È pur vero che è difficile lamentare un eccesso del Parlamento, quando le altre istituzioni, a cominciare dalla Magistratura e a finire con la stessa Presidenza della Repubblica, hanno assunto negli anni iniziative spesso eccedenti alle proprie prerogative, forzando di fatto il delicato meccanismo di equilibrio tra i poteri costituzionali. Per di più la Banca d’Italia ha progressivamente lasciato sfarinare quei pilastri sui cui si fondava.
E qui emerge la seconda questione, quella relativa all’attività di vigilanza sul sistema bancario. Proprio a questa attività il sistema politico è più attenta per le inevitabili connessioni che legano banche e politica.
Non è un caso che il più tumultuoso evento affrontato dalla Banca sia stato proprio determinato dalla sua attività di vigilanza, quando il Governatore Paolo Baffi, impegnato nel rafforzamento del controllo del sistema bancario, venne paradossalmente messo sotto inchiesta, con il suo Vice Direttore Generale, Mario Sarcinelli, accusato proprio del mancato esercizio di controllo. Sarcinelli venne anche arrestato e Baffi, che fu poi integralmente prosciolto, preferì dimettersi.
Da allora la vigilanza venne esercitata dalla Banca d’Italia in maniera, per così dire, soft, ricorrendo soprattutto al sistema della “moral suasion”, intervenendo cioè sui vertici bancari, consigliando loro i necessari accorpamenti e salvataggi delle aziende più deboli ed esposte. Un sistema che però presentava parecchie controindicazioni, dal momento che lasciava aperto il dubbio che, dietro le soluzioni trovate, ci potessero essere rapporti non del tutto trasparenti.
Ed è sull’onda di questi dubbi che, nel dicembre 2005, il Governatore Antonio Fazio, messo sotto inchiesta, si dimise.

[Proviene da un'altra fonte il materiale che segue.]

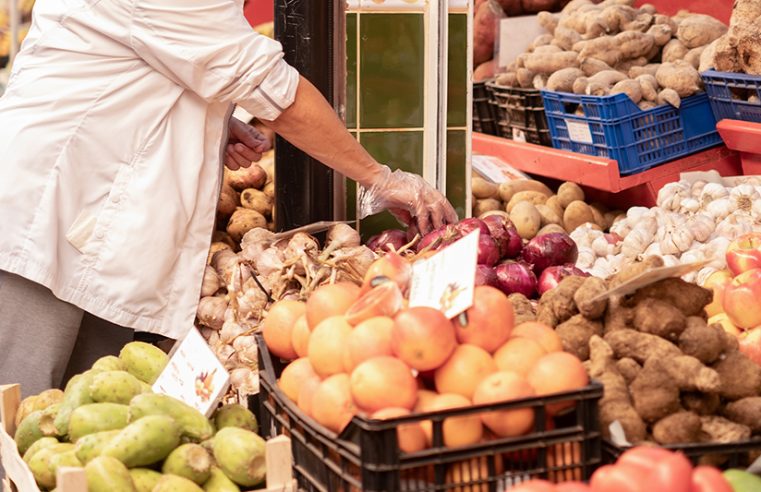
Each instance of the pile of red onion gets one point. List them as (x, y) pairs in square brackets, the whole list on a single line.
[(503, 259)]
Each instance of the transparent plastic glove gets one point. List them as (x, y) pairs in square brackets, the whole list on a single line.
[(409, 197)]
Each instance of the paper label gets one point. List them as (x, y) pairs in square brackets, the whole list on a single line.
[(14, 465), (579, 132), (446, 280), (650, 277), (495, 169), (194, 375)]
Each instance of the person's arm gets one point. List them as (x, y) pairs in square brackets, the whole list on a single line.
[(311, 124)]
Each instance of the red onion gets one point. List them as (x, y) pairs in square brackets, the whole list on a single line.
[(488, 252), (551, 277), (386, 240), (515, 276), (548, 250), (485, 276)]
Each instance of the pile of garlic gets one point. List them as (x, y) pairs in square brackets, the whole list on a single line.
[(694, 221), (238, 288)]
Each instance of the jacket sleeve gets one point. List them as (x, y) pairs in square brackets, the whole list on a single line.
[(208, 47)]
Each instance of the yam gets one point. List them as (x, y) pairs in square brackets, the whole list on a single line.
[(563, 80), (629, 87), (577, 213), (509, 188), (482, 188), (256, 200), (242, 221), (699, 30), (526, 219), (547, 63)]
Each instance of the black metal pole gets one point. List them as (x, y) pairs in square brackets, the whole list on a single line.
[(309, 33)]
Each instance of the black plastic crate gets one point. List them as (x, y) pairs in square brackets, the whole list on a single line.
[(483, 113), (366, 456), (722, 455), (730, 93), (520, 114)]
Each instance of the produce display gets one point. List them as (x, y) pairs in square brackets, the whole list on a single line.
[(129, 439), (612, 47), (361, 351), (646, 469)]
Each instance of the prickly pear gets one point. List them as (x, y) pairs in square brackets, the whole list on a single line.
[(193, 423), (143, 360), (240, 454), (144, 479), (97, 417), (145, 441), (91, 446), (191, 461), (235, 415), (115, 387), (106, 474)]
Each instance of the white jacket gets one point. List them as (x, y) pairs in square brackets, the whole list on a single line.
[(111, 133)]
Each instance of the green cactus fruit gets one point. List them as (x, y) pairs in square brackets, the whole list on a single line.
[(144, 479), (145, 441), (106, 474), (39, 445), (193, 423), (218, 482), (91, 446), (41, 464), (108, 363), (191, 461), (241, 455), (115, 387), (174, 483), (76, 394), (143, 360), (97, 417), (236, 415), (34, 427)]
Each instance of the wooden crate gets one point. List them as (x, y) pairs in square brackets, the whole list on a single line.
[(20, 479)]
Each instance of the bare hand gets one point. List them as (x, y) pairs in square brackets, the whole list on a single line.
[(245, 145)]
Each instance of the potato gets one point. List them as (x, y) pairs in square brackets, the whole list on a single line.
[(569, 192), (526, 219), (577, 213), (486, 205), (483, 189), (256, 200), (533, 197), (548, 215), (510, 188), (246, 177), (242, 221)]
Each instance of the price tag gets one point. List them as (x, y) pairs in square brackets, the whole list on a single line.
[(579, 132), (446, 280), (194, 375)]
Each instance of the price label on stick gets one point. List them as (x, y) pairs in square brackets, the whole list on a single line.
[(446, 280), (194, 375)]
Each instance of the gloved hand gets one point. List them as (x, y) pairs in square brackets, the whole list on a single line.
[(245, 144), (408, 197)]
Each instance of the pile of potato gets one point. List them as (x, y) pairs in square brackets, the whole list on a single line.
[(535, 210), (613, 47), (247, 201), (669, 377)]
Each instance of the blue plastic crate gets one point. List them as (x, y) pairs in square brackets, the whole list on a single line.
[(615, 127), (729, 94)]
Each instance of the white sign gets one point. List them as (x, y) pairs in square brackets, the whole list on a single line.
[(194, 375), (446, 281), (579, 132), (495, 169)]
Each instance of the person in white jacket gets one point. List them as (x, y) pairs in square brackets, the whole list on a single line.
[(113, 128)]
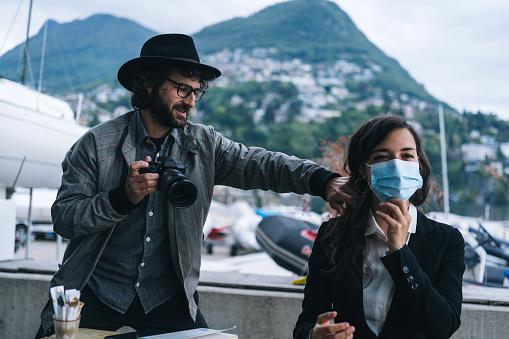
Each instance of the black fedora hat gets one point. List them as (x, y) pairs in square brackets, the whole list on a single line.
[(160, 51)]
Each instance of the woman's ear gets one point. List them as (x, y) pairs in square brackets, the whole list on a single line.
[(362, 170)]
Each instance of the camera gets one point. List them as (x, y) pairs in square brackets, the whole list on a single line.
[(179, 190)]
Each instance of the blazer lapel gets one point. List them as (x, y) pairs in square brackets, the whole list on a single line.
[(423, 244)]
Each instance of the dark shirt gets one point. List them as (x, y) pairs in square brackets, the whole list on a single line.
[(137, 257)]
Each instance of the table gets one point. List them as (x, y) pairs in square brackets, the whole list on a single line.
[(86, 333)]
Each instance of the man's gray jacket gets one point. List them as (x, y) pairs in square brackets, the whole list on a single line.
[(92, 170)]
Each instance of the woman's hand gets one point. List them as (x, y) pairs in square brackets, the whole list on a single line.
[(395, 213), (323, 329)]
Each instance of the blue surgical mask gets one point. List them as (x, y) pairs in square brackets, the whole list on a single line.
[(395, 179)]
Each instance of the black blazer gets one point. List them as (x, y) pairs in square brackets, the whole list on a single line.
[(428, 277)]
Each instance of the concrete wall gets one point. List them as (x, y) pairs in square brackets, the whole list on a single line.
[(257, 314)]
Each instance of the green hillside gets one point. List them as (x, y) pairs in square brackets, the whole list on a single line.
[(315, 31)]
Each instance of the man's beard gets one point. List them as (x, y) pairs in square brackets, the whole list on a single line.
[(164, 115)]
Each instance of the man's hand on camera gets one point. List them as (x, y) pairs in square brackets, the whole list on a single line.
[(339, 191), (137, 185)]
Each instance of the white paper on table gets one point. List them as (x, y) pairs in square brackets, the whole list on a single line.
[(195, 333)]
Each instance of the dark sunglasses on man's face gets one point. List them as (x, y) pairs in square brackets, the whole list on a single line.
[(184, 90)]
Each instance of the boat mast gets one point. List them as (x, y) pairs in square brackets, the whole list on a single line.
[(444, 158), (25, 54)]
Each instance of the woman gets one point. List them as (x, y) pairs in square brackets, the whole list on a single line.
[(383, 269)]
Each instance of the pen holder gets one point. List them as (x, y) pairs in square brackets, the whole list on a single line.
[(66, 329)]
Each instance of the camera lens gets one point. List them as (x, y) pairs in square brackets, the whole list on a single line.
[(180, 191)]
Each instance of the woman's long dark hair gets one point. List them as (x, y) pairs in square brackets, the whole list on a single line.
[(344, 239)]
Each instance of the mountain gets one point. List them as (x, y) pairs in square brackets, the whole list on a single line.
[(84, 53), (315, 31), (79, 54)]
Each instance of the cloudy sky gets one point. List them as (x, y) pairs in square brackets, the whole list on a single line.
[(458, 49)]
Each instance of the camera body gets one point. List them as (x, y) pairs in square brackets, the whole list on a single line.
[(178, 189)]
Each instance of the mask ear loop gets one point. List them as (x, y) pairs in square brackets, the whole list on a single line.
[(356, 184)]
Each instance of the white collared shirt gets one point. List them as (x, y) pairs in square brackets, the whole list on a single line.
[(377, 296)]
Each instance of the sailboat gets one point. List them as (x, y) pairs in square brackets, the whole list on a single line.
[(36, 131)]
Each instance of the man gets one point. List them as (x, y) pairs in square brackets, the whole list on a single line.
[(134, 255)]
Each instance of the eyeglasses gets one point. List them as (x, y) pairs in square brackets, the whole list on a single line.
[(184, 90)]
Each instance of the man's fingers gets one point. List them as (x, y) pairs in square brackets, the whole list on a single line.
[(324, 318)]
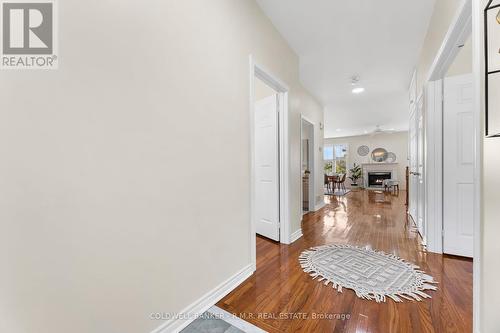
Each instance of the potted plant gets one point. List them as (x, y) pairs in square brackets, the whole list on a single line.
[(355, 172)]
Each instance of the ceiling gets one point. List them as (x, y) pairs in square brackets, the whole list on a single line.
[(378, 40)]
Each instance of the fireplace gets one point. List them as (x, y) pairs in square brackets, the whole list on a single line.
[(376, 179)]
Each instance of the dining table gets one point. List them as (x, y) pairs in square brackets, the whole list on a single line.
[(331, 179)]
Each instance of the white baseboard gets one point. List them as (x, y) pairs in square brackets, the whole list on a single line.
[(175, 325), (296, 235), (319, 206)]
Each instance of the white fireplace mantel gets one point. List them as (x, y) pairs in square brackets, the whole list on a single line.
[(379, 167)]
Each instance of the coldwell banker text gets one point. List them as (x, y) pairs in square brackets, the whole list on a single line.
[(28, 35)]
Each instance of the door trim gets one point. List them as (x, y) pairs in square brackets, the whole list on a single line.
[(467, 17), (258, 71)]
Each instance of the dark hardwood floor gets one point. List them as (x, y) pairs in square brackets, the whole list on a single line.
[(280, 297)]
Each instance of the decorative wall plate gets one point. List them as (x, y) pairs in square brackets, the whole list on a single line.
[(379, 155), (391, 157)]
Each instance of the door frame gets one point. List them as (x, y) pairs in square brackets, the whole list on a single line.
[(258, 71), (467, 19), (312, 165)]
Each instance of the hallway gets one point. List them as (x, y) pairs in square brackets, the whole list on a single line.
[(280, 297)]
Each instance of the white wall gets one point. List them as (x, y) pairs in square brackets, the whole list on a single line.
[(124, 181), (392, 142), (490, 224), (463, 61), (444, 12)]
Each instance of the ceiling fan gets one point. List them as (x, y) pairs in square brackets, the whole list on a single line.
[(379, 130)]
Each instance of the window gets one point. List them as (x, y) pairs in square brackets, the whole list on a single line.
[(335, 157)]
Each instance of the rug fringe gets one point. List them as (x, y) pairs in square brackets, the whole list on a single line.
[(414, 293)]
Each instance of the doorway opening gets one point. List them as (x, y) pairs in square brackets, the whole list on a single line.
[(307, 166), (269, 199)]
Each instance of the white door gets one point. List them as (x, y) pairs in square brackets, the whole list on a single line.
[(413, 164), (416, 154), (458, 163), (421, 226), (267, 168)]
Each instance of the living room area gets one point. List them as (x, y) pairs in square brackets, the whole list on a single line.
[(373, 161)]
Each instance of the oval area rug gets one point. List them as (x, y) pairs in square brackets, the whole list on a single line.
[(373, 275)]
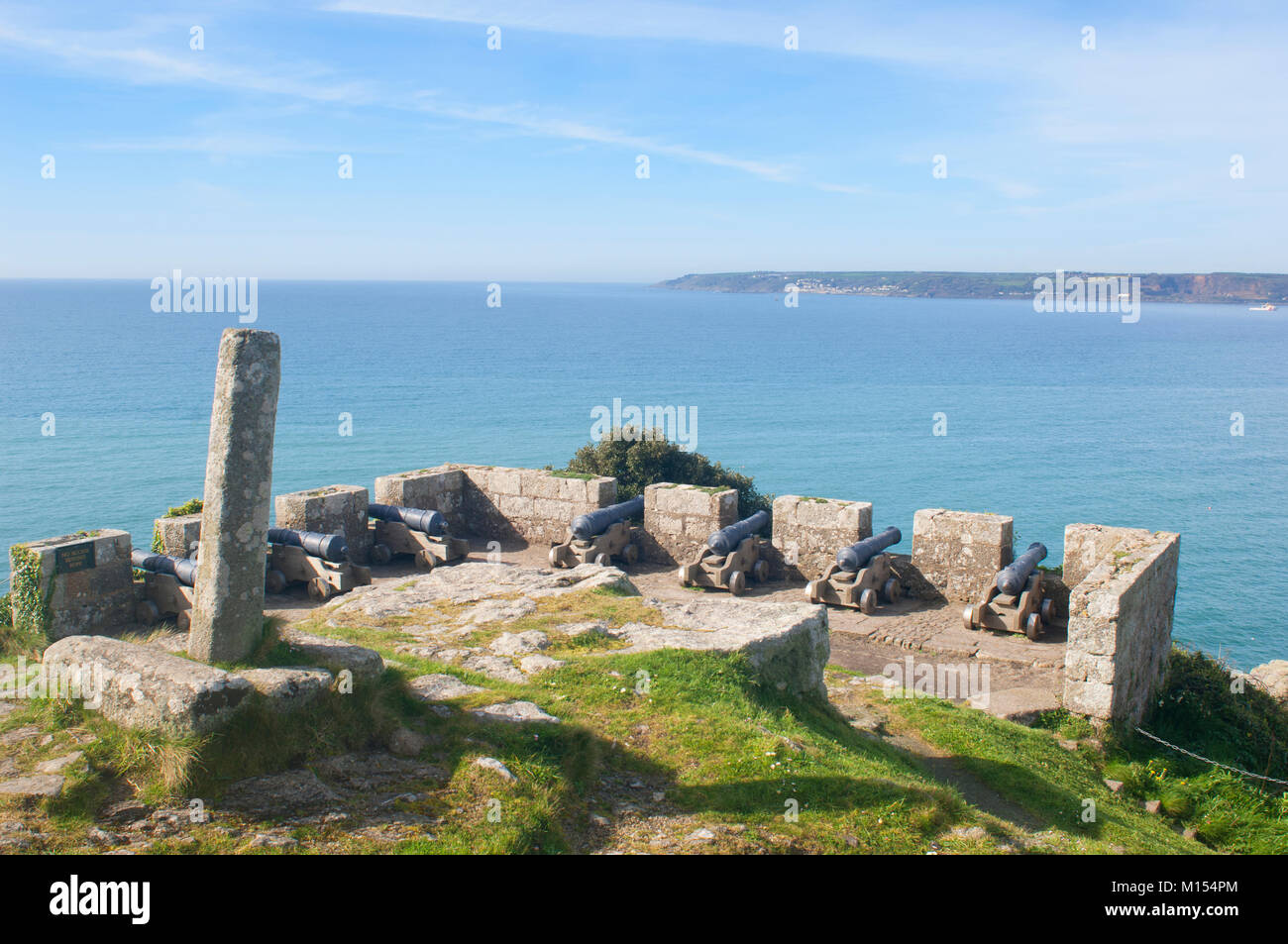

Anche oggi, alla base della mozione, c’è il dubbio che la vigilanza dell’attuale Governatore non sia stata all’altezza della situazione nell’affrontare la profonda crisi che ha investito in questi ultimi anni il sistema bancario. E verrebbe da dire che la mozione del Pd non ci sarebbe stata se Ignazio Visco avesse seguito l’esempio di Baffi, dimettendosi. Visto che, sia pure in circostanze diverse, da tempo viene messa in dubbio l’adeguatezza della suo ‘’governatorato’’. D’altronde la stessa Banca d’Italia di oggi non è più quella di Menichella e di Carli, è più vulnerabile ed è stata privata di tutte le competenze sulla moneta, passate alla banca centrale europea, cosicché la politica ritiene probabilmente di poter occupare maggiori spazi. Ma è pur vero che la guerra, se di guerra si tratta, vedrà difficilmente un vincitore, perché ormai anche la vigilanza, tranne per quote residuali, è già tutta in ambito europeo.